Tuesday, January 17, 2012

Java 7: How to write really fast Java code

When I first wrote this blog my intention was to introduce you to a class ThreadLocalRandom which is new in Java 7 to generate random numbers. I have analyzed the performance of ThreadLocalRandom in a series of micro-benchmarks to find out how it performs in a single threaded environment. The results were relatively surprising: although the code is very similar, ThreadLocalRandom is twice as fast as Math.random()! The results drew my interest and I decided to investigate this a little further. I have documented my anlysis process. It is an examplary introduction into analysis steps, technologies and some of the JVM diagnostic tools required to understand differences in the performance of small code segments. Some experience with the described toolset and technologies will enable you to write faster Java code for your specific Hotspot target environment.

OK, that's enough talk, let's get started! My machine is an ordinary Intel x86, Family 6, 3 GHz, 32-bit, dual core running Windows XP Professional.

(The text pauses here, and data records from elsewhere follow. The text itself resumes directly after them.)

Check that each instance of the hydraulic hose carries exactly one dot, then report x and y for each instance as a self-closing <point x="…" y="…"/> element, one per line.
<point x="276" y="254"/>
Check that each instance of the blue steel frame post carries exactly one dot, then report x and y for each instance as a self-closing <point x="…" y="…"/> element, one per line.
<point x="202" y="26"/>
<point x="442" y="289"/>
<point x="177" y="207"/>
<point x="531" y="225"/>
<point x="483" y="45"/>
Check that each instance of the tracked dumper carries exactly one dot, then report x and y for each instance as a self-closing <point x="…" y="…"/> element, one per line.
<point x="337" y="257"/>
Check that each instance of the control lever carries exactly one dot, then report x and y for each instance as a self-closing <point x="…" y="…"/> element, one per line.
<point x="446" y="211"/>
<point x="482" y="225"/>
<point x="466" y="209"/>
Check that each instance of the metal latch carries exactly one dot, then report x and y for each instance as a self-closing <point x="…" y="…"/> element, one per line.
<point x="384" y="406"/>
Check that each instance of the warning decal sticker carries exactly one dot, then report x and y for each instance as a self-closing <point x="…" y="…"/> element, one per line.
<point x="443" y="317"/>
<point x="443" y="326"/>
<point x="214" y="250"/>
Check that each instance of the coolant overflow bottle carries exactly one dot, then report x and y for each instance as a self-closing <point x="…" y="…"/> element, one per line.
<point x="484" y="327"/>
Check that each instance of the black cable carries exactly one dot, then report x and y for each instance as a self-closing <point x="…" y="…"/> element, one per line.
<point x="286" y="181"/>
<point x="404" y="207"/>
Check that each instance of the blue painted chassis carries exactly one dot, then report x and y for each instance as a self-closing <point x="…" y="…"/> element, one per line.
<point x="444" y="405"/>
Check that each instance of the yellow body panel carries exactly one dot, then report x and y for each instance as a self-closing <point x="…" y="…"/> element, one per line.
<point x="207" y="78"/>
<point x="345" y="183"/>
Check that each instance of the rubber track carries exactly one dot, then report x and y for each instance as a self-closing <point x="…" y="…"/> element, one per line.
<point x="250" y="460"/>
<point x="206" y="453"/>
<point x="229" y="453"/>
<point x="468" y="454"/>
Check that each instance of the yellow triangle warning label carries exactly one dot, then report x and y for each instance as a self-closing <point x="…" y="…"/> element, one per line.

Math.random() works on a static singleton instance of Random whilst ThreadLocalRandom -> current() -> nextDouble() works on a thread local instance of ThreadLocalRandom which is a subclass of Random. ThreadLocal introduces the overhead of variable look up on each call to the current()-method. Considering what I've just said, then it's really a little surprising that it's twice as fast as Math.random() in a single thread, isn't it? I didn't expect such a significant difference.


Again, I am using a tiny micro-benchmarking framework presented in one of Heinz blogs. The framework that Heinz developed takes care of several challenges in benchmarking Java programs on modern JVMs. These challenges include: warm-up, garbage collection, accuracy of Javas time API, verification of test accuracy and so forth.

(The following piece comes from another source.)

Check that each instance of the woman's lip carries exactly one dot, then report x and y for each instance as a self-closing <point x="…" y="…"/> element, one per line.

Here are my runnable benchmark classes:

public class ThreadLocalRandomGenerator implements BenchmarkRunnable {

 private double r;
 
 @Override
 public void run() {
  r = r + ThreadLocalRandom.current().nextDouble();
 }

 public double getR() {
  return r;
 }

 @Override
 public Object getResult() {
  return r;
 }
  
}

public class MathRandomGenerator implements BenchmarkRunnable {

 private double r;

 @Override
 public void run() {
  r = r + Math.random();
 }

 public double getR() {
  return r;
 }

 @Override
 public Object getResult() {
  return r;
 }
}

Let's run the benchmark using Heinz' framework:


Notice: To make sure the JVM does not identify the code as "dead code" I return a field variable and print out the result of my benchmarking immediately. That's why my runnable classes implement an interface called RunnableBenchmark. I am running this benchmark three times. The first run is in default mode, with inlining and JIT optimization enabled:

Benchmark target: MathRandomGenerator
Mean execution count: 14773594,4
Standard deviation: 180484,9
To avoid dead code coptimization: 6.4005410634212025E7
Benchmark target: ThreadLocalRandomGenerator
Mean execution count: 29861911,6
Standard deviation: 723934,46
To avoid dead code coptimization: 1.0155096190946539E8

Then again without JIT optimization (VM option -Xint):

Benchmark target: MathRandomGenerator
Mean execution count: 963226,2
Standard deviation: 5009,28
To avoid dead code coptimization: 3296912.509302683
Benchmark target: ThreadLocalRandomGenerator
Mean execution count: 1093147,4
Standard deviation: 491,15
To avoid dead code coptimization: 3811259.7334526842

The last test is with JIT optimization, but with -XX:MaxInlineSize=0 which (almost) disables inlining:

Benchmark target: MathRandomGenerator
Mean execution count: 13789245
Standard deviation: 200390,59
To avoid dead code coptimization: 4.802723374491231E7
Benchmark target: ThreadLocalRandomGenerator
Mean execution count: 24009159,8
Standard deviation: 149222,7
To avoid dead code coptimization: 8.378231170741305E7

Let's interpret the results carefully: With full JVM JIT optimization the ThreadLocalRanom is twice as fast as Math.random(). Turning JIT optimization off shows that the two perform equally good (bad) then. Method inlining seems to make 30% of the performance difference. The other differences may be due to other otimization techniques.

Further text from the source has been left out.